Background
ADAM (A Disintegrin And Metalloprotease) is a family of membrane-spanning multi-domain proteins containing a metalloproteinase-like domain and a disintegrin-like domain. Currently, more than 30 ADAMs have been identified in mammals. Their biological activities implicate ADAMs in fertilization, myogenesis and neurogenesis by proteolysis and adhesion. Some types of ADAM are catalytically active metalloproteases and shed the extracellular domains of membrane-bound growth factors or receptors [1,2]. For example, ADAM17 (TACE) has been shown to cleave several substrates, including tumour necrosis factor alpha[3,4], heparin-binding epidermal growth factor-like growth factor [6,7] and transforming growth factor alpha [8]. Studies of ADAM17-null mice have revealed that ADAM17 is critical in embryogenesis and plays an essential role in the supply of growth factors [6,8]. ADAMs are also involved in cell-cell or cell-matrix adhesion through their interaction with integrins or syndecans. More than 10 ADAMs have been shown to support integrin-mediated cell adhesion in vitro [9]. It has been reported that ADAM2-null and ADAM3-null male mutants are infertile and their spermatozoa lack egg-binding abilities [10-12]. Both ADAM2 and ADAM3 are not metalloproteases because they lack catalytic site sequences in their metalloprotease domain. These studies clearly showed that non-proteinase members of ADAMs also have significant roles in vivo.

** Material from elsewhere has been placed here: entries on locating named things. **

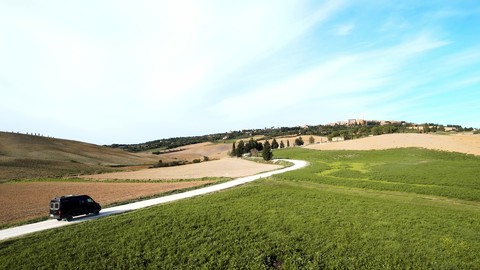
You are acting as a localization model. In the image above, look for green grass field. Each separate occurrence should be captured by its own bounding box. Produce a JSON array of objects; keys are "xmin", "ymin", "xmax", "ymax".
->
[{"xmin": 0, "ymin": 149, "xmax": 480, "ymax": 269}]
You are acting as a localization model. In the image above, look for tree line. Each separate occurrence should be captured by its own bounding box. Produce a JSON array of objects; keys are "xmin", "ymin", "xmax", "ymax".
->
[
  {"xmin": 230, "ymin": 136, "xmax": 306, "ymax": 161},
  {"xmin": 108, "ymin": 121, "xmax": 474, "ymax": 152}
]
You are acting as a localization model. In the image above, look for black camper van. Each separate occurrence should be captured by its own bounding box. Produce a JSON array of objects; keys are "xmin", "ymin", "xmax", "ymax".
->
[{"xmin": 50, "ymin": 195, "xmax": 102, "ymax": 221}]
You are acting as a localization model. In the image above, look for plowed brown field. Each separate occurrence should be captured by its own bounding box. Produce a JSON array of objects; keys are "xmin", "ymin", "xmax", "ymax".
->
[
  {"xmin": 306, "ymin": 133, "xmax": 480, "ymax": 155},
  {"xmin": 0, "ymin": 181, "xmax": 213, "ymax": 225}
]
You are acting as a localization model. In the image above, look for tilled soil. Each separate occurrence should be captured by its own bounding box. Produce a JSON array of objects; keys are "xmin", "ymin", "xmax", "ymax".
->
[
  {"xmin": 0, "ymin": 181, "xmax": 212, "ymax": 225},
  {"xmin": 81, "ymin": 158, "xmax": 282, "ymax": 180}
]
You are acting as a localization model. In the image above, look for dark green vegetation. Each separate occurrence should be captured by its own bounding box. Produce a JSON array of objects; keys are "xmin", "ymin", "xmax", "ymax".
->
[
  {"xmin": 110, "ymin": 121, "xmax": 474, "ymax": 154},
  {"xmin": 0, "ymin": 149, "xmax": 480, "ymax": 269}
]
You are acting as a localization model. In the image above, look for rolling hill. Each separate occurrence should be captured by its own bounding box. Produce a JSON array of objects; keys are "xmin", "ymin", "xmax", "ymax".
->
[{"xmin": 0, "ymin": 132, "xmax": 158, "ymax": 181}]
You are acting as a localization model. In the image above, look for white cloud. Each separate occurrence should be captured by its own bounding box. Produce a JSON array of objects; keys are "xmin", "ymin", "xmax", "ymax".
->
[{"xmin": 335, "ymin": 22, "xmax": 355, "ymax": 36}]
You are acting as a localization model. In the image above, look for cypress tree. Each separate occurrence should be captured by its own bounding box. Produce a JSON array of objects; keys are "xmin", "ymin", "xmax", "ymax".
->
[{"xmin": 262, "ymin": 141, "xmax": 273, "ymax": 161}]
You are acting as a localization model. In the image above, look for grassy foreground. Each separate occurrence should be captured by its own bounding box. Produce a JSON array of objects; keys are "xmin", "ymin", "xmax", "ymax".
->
[{"xmin": 0, "ymin": 149, "xmax": 480, "ymax": 269}]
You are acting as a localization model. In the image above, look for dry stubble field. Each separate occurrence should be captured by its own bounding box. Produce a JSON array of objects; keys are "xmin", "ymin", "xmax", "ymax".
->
[
  {"xmin": 0, "ymin": 134, "xmax": 480, "ymax": 225},
  {"xmin": 306, "ymin": 133, "xmax": 480, "ymax": 155},
  {"xmin": 0, "ymin": 181, "xmax": 213, "ymax": 225}
]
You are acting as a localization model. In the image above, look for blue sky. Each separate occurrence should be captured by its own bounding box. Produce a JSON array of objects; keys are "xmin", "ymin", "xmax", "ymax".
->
[{"xmin": 0, "ymin": 0, "xmax": 480, "ymax": 144}]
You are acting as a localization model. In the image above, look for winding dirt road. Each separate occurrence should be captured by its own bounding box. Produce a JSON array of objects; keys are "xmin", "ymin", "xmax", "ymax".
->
[{"xmin": 0, "ymin": 160, "xmax": 308, "ymax": 241}]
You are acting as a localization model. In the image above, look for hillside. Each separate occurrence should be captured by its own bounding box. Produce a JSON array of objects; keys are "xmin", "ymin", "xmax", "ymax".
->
[
  {"xmin": 306, "ymin": 133, "xmax": 480, "ymax": 155},
  {"xmin": 0, "ymin": 132, "xmax": 158, "ymax": 181}
]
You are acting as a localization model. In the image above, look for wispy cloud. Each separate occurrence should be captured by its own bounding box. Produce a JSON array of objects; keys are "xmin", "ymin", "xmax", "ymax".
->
[
  {"xmin": 335, "ymin": 23, "xmax": 355, "ymax": 36},
  {"xmin": 0, "ymin": 0, "xmax": 480, "ymax": 143}
]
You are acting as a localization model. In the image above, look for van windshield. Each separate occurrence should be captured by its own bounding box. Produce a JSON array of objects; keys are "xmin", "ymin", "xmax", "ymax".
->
[{"xmin": 50, "ymin": 202, "xmax": 59, "ymax": 210}]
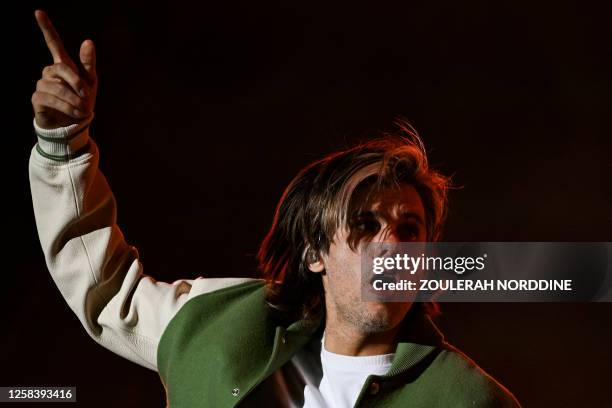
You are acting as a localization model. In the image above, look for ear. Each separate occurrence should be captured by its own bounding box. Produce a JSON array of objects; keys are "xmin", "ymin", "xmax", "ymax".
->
[{"xmin": 306, "ymin": 250, "xmax": 325, "ymax": 273}]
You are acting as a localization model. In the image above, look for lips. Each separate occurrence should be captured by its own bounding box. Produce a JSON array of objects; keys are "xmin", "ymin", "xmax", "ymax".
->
[{"xmin": 370, "ymin": 270, "xmax": 399, "ymax": 285}]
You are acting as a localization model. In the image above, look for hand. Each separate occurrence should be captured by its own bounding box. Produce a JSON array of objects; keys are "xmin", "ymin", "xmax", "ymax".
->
[{"xmin": 32, "ymin": 10, "xmax": 98, "ymax": 129}]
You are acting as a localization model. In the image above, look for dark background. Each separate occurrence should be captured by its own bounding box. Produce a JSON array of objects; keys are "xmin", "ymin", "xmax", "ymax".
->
[{"xmin": 5, "ymin": 1, "xmax": 612, "ymax": 407}]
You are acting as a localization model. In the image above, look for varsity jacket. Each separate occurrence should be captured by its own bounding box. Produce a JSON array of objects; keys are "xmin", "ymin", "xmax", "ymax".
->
[{"xmin": 29, "ymin": 117, "xmax": 520, "ymax": 408}]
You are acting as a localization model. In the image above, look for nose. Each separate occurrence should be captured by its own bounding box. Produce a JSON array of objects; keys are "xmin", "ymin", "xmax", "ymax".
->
[{"xmin": 375, "ymin": 224, "xmax": 401, "ymax": 257}]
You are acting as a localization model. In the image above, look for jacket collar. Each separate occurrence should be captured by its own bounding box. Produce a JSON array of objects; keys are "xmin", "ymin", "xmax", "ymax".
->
[{"xmin": 276, "ymin": 313, "xmax": 445, "ymax": 377}]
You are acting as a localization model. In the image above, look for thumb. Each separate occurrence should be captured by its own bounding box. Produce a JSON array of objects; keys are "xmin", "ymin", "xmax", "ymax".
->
[{"xmin": 79, "ymin": 40, "xmax": 96, "ymax": 82}]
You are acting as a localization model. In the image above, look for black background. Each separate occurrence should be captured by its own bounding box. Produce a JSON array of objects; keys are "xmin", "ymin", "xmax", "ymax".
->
[{"xmin": 5, "ymin": 1, "xmax": 612, "ymax": 407}]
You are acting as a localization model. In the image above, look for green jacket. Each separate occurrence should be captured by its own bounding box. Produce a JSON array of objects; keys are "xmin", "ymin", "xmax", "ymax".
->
[
  {"xmin": 29, "ymin": 125, "xmax": 519, "ymax": 408},
  {"xmin": 157, "ymin": 281, "xmax": 520, "ymax": 408}
]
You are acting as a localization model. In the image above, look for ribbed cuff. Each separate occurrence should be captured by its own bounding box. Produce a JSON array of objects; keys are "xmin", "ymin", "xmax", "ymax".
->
[{"xmin": 33, "ymin": 113, "xmax": 93, "ymax": 162}]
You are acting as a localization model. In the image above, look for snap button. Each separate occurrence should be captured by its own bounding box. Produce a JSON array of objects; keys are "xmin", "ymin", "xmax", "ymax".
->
[{"xmin": 370, "ymin": 382, "xmax": 380, "ymax": 395}]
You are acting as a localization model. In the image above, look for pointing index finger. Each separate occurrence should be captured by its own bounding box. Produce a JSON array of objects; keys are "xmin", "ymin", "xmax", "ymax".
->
[{"xmin": 34, "ymin": 10, "xmax": 72, "ymax": 64}]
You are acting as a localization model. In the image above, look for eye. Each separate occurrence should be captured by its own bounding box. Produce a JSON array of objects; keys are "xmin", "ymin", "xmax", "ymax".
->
[
  {"xmin": 353, "ymin": 218, "xmax": 380, "ymax": 233},
  {"xmin": 396, "ymin": 223, "xmax": 420, "ymax": 241}
]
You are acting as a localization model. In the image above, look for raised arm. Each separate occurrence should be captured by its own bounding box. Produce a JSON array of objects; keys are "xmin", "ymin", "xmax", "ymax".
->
[{"xmin": 29, "ymin": 11, "xmax": 253, "ymax": 370}]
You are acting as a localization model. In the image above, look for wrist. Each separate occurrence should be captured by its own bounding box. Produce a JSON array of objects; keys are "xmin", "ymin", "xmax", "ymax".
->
[{"xmin": 33, "ymin": 113, "xmax": 93, "ymax": 162}]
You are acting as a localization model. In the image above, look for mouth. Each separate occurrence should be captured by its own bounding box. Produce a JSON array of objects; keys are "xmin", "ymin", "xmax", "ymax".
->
[{"xmin": 370, "ymin": 270, "xmax": 399, "ymax": 286}]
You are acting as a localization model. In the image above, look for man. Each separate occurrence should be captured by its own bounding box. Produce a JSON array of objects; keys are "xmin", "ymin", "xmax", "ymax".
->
[{"xmin": 29, "ymin": 11, "xmax": 519, "ymax": 407}]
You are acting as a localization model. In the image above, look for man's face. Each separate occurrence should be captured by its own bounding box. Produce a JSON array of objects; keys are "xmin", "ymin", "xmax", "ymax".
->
[{"xmin": 310, "ymin": 184, "xmax": 426, "ymax": 333}]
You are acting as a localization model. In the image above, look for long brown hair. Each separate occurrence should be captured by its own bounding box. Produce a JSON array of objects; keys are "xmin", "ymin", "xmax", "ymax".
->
[{"xmin": 257, "ymin": 120, "xmax": 450, "ymax": 322}]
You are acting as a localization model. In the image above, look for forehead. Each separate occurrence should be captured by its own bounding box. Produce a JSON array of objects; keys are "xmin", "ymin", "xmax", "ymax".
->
[{"xmin": 350, "ymin": 183, "xmax": 425, "ymax": 220}]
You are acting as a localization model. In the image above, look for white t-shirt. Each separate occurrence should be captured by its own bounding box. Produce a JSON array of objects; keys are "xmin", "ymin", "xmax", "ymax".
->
[{"xmin": 304, "ymin": 334, "xmax": 395, "ymax": 408}]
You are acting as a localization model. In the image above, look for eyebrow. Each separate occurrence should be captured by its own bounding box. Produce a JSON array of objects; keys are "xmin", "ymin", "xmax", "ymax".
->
[{"xmin": 354, "ymin": 210, "xmax": 425, "ymax": 226}]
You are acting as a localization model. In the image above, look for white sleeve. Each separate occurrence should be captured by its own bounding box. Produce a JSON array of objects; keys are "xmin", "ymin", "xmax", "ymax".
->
[{"xmin": 29, "ymin": 118, "xmax": 249, "ymax": 370}]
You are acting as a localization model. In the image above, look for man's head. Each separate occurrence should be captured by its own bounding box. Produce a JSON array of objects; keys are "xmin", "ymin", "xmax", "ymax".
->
[{"xmin": 257, "ymin": 123, "xmax": 449, "ymax": 332}]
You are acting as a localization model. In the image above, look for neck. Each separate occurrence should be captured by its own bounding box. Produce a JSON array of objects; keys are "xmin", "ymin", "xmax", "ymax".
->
[{"xmin": 324, "ymin": 321, "xmax": 399, "ymax": 356}]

We have reported the findings of ADAM11, ADAM22 and ADAM23 genes and their restricted expression in the human and murine nervous systems [13-15]. Sequence analysis suggests that they are not metalloproteases, since they all lack a catalytic motif. It has been reported that ADAM23 protein is localised to the cell surface [16], interacts with alpha-v beta-3 integrin heterodimer [17] and the disruption of ADAM23 gene in the mouse results in premature death associated with ataxia and tremor [18]. Although the cause of death in this mouse is unknown, for these phenotypes, impaired cell-cell or cell-matrix interactions in the nervous system caused by loss of ADAM23 may be responsible. ADAM22 and ADAM23 share highly homologous sequences in their extracellular domains. Especially, it is evident in their putative integrin binding loop sequences, CR(E/D)AVN(E/D)CD, which is located centre of the disintegrin domain. These findings led us to hypothesize that ADAM22 is an integrin binder and plays an important role in the nervous system, as does ADAM23. To determine the physiological functions of ADAM22, we generated and analysed Adam22 gene-targeted mice.